Sun GMC, Inc. filed a $15 million GM GMC lawsuit against General Motors on June 3, asking a federal court for a jury trial and accusing the automaker of starving the dealership of inventory for years. The complaint says the shortage was no accident, but part of an effort to drive the New York dealer out of business.
That filing matters because it turns a long-running fight over vehicle allocation into a court case with money on the line. Patrick Cassino, the dealership owner, is at the center of it, and his attorney, Leonard Bellavia, said the pattern looks like an attempt to put him out of business. In the complaint, Sun says GM grew stingy with its inventory over several years, leaving the dealer unable to sell vehicles it was not supplied. The lawsuit says that hurt customer scores and sales goals, a pair of measurements that can shape how a dealership is judged inside the GM system.

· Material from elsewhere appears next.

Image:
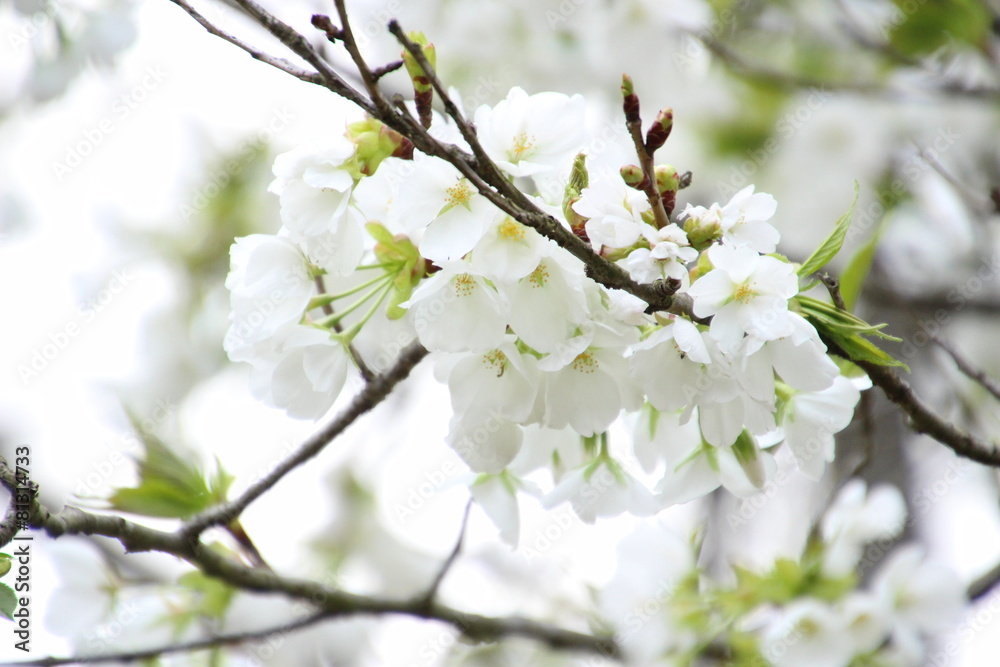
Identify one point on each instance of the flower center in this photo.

The case was filed in the U.S. District Court for the Eastern District of New York, and it adds a new legal flashpoint to an issue that has shadowed dealers for years: who gets vehicles, how many, and on what terms. The complaint centers on alleged inequitable new-vehicle allocation, but it does not spell out the specific practices Sun says were unfair or the number of vehicles involved over the years it says the shortage persisted.
GM representatives did not immediately return an email requesting comment, leaving Sun’s claims unanswered in public for now. That silence matters because the lawsuit asks a judge and jury to decide whether a supply dispute was simply business friction or a deliberate squeeze on a dealer that says it was left unable to compete on its own lot.